Saving Tax Dollars Via Cost Segregation
Early fall is a wise time to start planning year-end tax strategies for 2016. And one of the most effective tax-saving tactics for many dealerships is to perform a cost segregation study.
With cost segregation, the individual components in a facility are separated into different categories for depreciation purposes. Certain categories of assets have shorter depreciable lives and can thus be depreciated faster, lowering taxes.
How does cost segregation work?
When calculating depreciation of commercial property, dealerships must use the correct method and cost recovery period for the type of property. Dealership property can be categorized as nonresidential income property, tangible personal property or land improvements.
Nonresidential income property must be depreciated on a straight-line basis over 39 years. But tangible personal property and land improvements can be depreciated over a shorter period: five or seven years (using double declining balance) for tangible personal property and 15 years (using 150% declining balance) for land improvements.
Unless a cost segregation study is performed, the different components in a facility are aggregated as nonresidential income property for depreciation purposes. In this scenario, the entire facility will have to be depreciated over 39 years.
A cost segregation study will provide a detailed analysis of the costs related to the construction, acquisition or remodeling of dealership facilities in order to reallocate some of them as tangible personal property or land improvements. These individual components can then be depreciated faster, resulting in larger tax deductions sooner — and this can improve cash flow and boost profitability.
There are a wide range of different components within a dealership that can usually be reallocated for depreciation purposes.
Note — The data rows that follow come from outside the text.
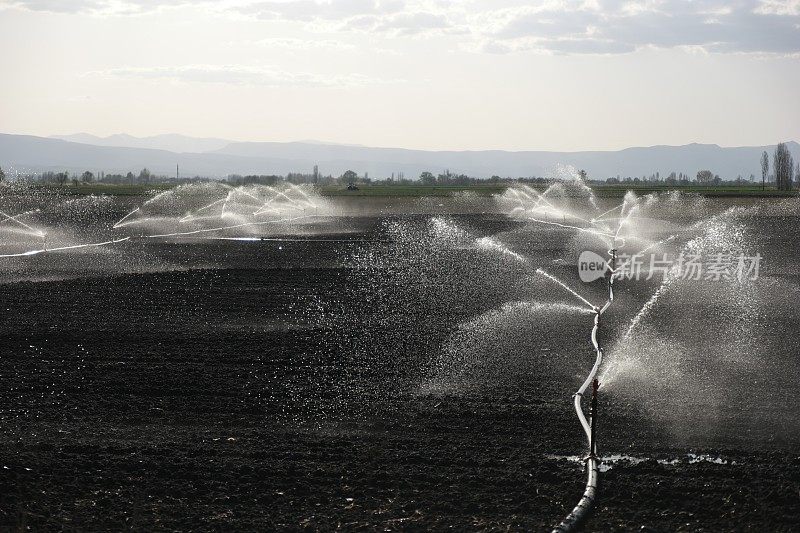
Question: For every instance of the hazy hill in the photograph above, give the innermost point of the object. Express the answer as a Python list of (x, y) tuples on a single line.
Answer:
[(39, 153)]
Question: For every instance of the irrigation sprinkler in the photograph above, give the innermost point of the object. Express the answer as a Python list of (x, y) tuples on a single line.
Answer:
[(593, 420), (585, 504)]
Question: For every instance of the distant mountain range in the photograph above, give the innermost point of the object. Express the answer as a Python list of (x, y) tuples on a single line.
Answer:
[(219, 157)]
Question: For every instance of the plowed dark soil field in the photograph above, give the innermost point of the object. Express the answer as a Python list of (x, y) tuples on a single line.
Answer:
[(281, 385)]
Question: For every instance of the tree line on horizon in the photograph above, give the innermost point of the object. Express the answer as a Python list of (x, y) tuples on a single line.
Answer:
[(783, 176)]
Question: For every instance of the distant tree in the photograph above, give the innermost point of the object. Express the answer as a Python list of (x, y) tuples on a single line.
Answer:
[(705, 176), (783, 166), (348, 177), (796, 173), (144, 176)]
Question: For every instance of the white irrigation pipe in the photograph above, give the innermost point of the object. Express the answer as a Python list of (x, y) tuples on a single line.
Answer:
[(584, 506)]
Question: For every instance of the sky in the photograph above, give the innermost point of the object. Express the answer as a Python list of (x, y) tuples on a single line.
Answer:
[(424, 74)]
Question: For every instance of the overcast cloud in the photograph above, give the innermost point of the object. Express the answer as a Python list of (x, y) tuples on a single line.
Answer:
[(567, 27)]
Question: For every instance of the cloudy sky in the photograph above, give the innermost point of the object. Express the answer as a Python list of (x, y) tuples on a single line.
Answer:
[(429, 74)]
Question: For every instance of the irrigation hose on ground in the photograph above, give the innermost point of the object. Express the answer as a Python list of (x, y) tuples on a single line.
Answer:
[(585, 504)]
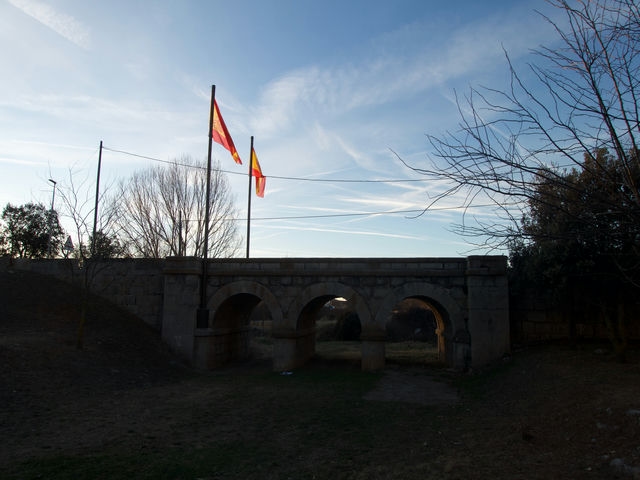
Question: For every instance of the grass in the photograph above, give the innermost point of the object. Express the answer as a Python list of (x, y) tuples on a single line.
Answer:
[(276, 426), (124, 408)]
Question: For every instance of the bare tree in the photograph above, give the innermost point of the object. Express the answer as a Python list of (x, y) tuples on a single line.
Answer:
[(577, 99), (162, 211), (77, 195)]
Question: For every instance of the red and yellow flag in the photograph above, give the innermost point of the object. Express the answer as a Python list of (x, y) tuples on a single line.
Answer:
[(221, 135), (256, 171)]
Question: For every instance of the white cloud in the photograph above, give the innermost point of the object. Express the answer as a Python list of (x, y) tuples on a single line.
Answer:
[(61, 23)]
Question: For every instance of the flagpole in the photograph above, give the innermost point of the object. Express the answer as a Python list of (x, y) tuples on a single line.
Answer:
[(95, 209), (249, 198), (202, 319)]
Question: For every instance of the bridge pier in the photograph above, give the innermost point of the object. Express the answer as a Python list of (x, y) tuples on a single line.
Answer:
[(373, 350), (292, 348)]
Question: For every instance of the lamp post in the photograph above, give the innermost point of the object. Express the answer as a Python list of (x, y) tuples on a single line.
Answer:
[(53, 199)]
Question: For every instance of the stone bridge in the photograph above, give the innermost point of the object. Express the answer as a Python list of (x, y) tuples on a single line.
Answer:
[(469, 298)]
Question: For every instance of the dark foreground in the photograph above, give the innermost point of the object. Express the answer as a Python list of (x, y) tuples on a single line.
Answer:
[(124, 407)]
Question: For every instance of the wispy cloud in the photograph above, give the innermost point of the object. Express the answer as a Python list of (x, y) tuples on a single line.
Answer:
[(61, 23)]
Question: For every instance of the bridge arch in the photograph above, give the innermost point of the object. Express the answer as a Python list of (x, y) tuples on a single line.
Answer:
[(294, 337), (227, 335), (449, 315)]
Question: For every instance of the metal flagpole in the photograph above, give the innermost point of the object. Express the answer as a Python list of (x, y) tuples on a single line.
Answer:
[(95, 209), (249, 200), (202, 319)]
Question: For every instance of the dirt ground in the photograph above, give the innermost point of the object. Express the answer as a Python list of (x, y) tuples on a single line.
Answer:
[(546, 412)]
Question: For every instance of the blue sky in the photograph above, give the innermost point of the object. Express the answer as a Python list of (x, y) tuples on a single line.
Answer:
[(328, 89)]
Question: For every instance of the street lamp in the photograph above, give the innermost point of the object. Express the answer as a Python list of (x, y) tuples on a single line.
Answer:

Plumbing and electrical systems, carpeting, awnings and canopies, and parking lot paving are a few common examples of these types of components.
Where else can cost segregation be applied?
In addition to dealerships building, remodeling or purchasing new facilities, dealerships that own existing facilities also may be able to benefit from a cost segregation study.
Final tangible property regulations issued in 2013 permit certain repair and maintenance costs to be expensed and deducted immediately, while other costs must be capitalized and depreciated. A cost segregation study can identify which repair and maintenance expenditures may be expensed and deducted now, instead of being depreciated over a number of years.
The permanent extension of the increased Section 179 expensing limit of $500,000 and temporary extension of first-year bonus depreciation by the Protecting Americans from Tax Hikes (PATH) Act present another tax opportunity to use cost segregation.
Up to $500,000 of qualifying fixed-asset purchases, including some of the building components listed above, can now be expensed each year. You can also immediately expense and deduct 50% of the cost of certain types of new property purchased and placed in service in 2016 and 2017.
Performing a cost segregation study could enable you to maximize your bonus depreciation deduction this year. An example helps demonstrate how:
Suppose you are building a new facility at a total cost of $5 million and a cost segregation study reclassifies $1.5 million of this cost as tangible personal property that qualifies for accelerated depreciation. Claiming 50% bonus depreciation (or $750,000) on these expenses could save your dealership about $300,000.
Who should conduct the study?
A cost segregation study should be performed by an outside, independent firm. According to the IRS Cost Segregation Audit Techniques Guide, there are no prescribed qualifications for cost segregation preparers. The guide, however, states that a study conducted by a construction engineer would, all else being equal, be considered more reliable than one by someone without a construction background.
The guide further states that other important criteria include “experience in cost estimating and allocation, as well as knowledge of the applicable law.” It adds: “A quality study identifies the preparer and always references his/her credentials, experience and expertise in the cost segregation area.”
Is cost segregation right for you?
The details involved in cost segregation can be complex, so it’s smart to obtain professional advice and assistance, including from a tax advisor. Your CPA firm can help you analyze the potential tax benefits of having a cost segregation study performed. The potential tax savings may be well worth the time and cost involved in the study.